My car’s on the fritz, and it looks serious, so it’s time to get back to living a car-free life, a prospect considerably eased by the fact that N. has a car. Even so, I’m going to be on my own for commutes to school, and Thursday was the first of many. Brompty and I rode down to Penn Station, got our MARC tickets, and hopped on for a quick two-stop ride to Halethorpe for the couple-mile ride to campus. First stop was a place called South Campus where I’ve never been, and a quick mapquest put me on something called Rolling Road, not a good sign for the limited gears of Brompty. It wasn’t the easiest push, even in the granniest of gears, but I made it without walking the bike and early for my meeting, energized by the stretch and the sense of badassery you get when you take a route that on first glance isn’t the best for bikes–yeah, I’m easily pleased.
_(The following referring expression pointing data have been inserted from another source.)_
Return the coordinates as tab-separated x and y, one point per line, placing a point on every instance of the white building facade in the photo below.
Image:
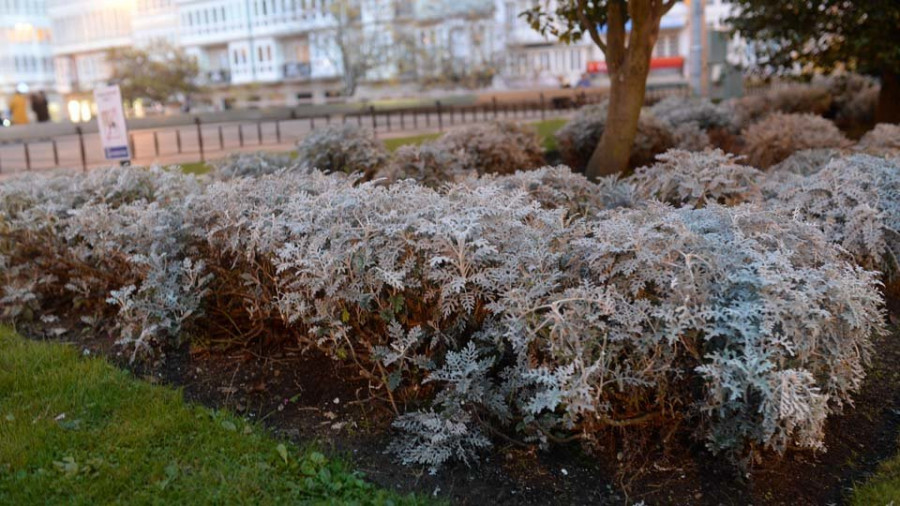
533	60
25	48
284	52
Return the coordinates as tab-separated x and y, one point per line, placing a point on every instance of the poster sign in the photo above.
111	122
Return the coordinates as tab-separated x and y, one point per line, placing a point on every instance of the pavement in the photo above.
181	144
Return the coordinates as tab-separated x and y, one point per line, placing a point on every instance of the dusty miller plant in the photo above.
684	178
251	165
342	148
856	202
780	135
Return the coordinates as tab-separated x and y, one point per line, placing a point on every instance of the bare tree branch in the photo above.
591	27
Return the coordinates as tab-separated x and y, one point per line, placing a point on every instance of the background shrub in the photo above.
579	137
428	164
883	140
493	148
778	136
699	111
343	148
251	164
856	202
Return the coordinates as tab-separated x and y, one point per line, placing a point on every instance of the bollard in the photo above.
81	145
200	139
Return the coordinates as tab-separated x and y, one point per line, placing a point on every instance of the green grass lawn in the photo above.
881	489
547	131
196	168
77	430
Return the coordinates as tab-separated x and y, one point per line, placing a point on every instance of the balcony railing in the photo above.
218	76
297	70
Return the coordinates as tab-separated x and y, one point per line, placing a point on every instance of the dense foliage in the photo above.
778	136
700	292
342	148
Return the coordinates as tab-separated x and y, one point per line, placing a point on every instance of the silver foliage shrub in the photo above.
428	164
516	303
342	148
856	202
116	234
651	303
684	178
776	137
699	111
251	164
579	137
806	161
498	147
560	188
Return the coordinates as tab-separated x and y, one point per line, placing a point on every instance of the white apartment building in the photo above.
274	52
25	51
83	32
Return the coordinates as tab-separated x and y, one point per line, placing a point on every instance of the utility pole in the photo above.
696	55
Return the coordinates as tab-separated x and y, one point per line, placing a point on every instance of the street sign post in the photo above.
111	122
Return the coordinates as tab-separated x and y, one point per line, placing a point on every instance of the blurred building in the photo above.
83	32
259	53
26	60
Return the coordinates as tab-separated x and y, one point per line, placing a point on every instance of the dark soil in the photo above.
308	398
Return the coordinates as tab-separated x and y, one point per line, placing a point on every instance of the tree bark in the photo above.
888	109
626	99
628	69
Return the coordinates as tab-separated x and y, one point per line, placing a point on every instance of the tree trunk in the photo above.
628	83
888	109
626	98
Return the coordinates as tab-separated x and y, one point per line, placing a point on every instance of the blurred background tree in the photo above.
158	72
625	31
820	35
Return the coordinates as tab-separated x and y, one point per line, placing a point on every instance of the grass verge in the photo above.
883	488
79	431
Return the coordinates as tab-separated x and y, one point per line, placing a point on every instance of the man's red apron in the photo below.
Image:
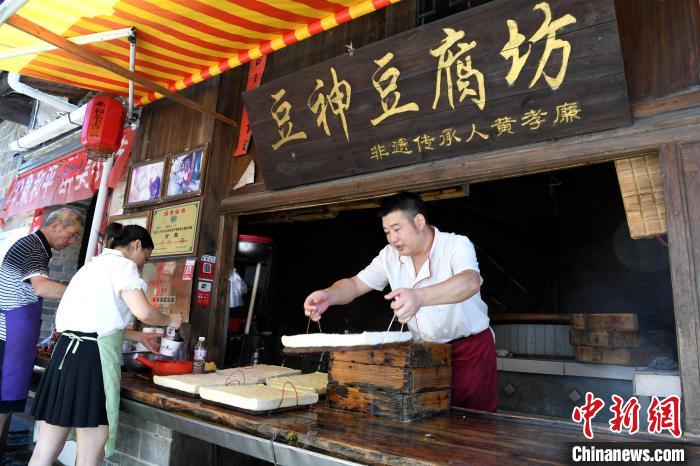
474	373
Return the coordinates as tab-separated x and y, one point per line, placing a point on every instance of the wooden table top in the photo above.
462	437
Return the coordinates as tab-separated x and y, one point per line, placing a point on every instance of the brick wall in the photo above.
141	443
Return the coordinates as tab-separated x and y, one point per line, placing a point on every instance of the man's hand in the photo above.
175	320
405	302
316	304
150	341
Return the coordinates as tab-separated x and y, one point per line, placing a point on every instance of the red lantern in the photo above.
103	126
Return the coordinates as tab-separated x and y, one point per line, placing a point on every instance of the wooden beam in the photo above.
539	318
641	137
679	167
218	319
62	43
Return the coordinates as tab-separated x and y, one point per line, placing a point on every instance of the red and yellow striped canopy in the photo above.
180	42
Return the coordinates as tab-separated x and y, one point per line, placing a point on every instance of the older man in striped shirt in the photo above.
24	283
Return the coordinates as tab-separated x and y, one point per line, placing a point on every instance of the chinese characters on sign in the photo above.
174	229
168	291
476	81
662	415
71	178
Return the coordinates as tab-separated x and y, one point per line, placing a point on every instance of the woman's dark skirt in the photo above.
74	395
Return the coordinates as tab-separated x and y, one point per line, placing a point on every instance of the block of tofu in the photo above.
316	382
256	374
332	340
189	383
258	397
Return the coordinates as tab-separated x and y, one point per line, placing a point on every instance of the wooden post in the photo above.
83	53
218	320
680	165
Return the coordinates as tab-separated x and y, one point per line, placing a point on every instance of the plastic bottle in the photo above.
200	355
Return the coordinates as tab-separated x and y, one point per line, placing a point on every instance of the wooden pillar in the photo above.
218	318
680	164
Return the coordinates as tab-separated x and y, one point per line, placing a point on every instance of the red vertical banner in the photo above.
37	220
255	72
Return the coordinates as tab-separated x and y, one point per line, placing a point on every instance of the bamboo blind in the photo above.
642	195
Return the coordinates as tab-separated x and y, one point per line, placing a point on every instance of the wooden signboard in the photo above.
169	286
499	75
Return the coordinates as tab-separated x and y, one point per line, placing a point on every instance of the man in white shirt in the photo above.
435	284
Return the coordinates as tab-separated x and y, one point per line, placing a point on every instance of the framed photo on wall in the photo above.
145	182
174	229
186	172
141	218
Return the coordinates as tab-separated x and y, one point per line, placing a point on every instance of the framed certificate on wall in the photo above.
174	229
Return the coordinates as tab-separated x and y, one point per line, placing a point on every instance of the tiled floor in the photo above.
19	442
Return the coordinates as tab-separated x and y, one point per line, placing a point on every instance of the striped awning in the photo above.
180	42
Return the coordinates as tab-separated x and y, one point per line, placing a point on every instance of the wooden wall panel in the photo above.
680	166
660	45
167	126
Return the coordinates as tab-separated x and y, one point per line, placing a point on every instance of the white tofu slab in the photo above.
258	397
316	381
189	383
324	340
256	374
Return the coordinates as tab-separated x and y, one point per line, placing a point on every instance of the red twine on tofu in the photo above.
295	392
229	381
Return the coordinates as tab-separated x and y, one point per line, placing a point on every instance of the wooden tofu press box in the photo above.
403	381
And then it was another couple miles back to the main campus, made easy by the downhill I’d already earned. The curvy roads made for limited visibility, so I took the sidewalk for a bit, ordinarily a move against my religion. And sometimes you get this, a sidewalk basically blocked for anyone in a wheelchair or who needs the room. That built environment determines who can be there, and on this ride, it seemed. Pretty clear the place is for cars only. Unless, or course, you just take the lane, which I gladly did, happy to be out in the chilly sunshine under blue skies, grateful for bikes and trains, imperfect as they are, and new car-free adventures, whether the transmission gets fixed or not.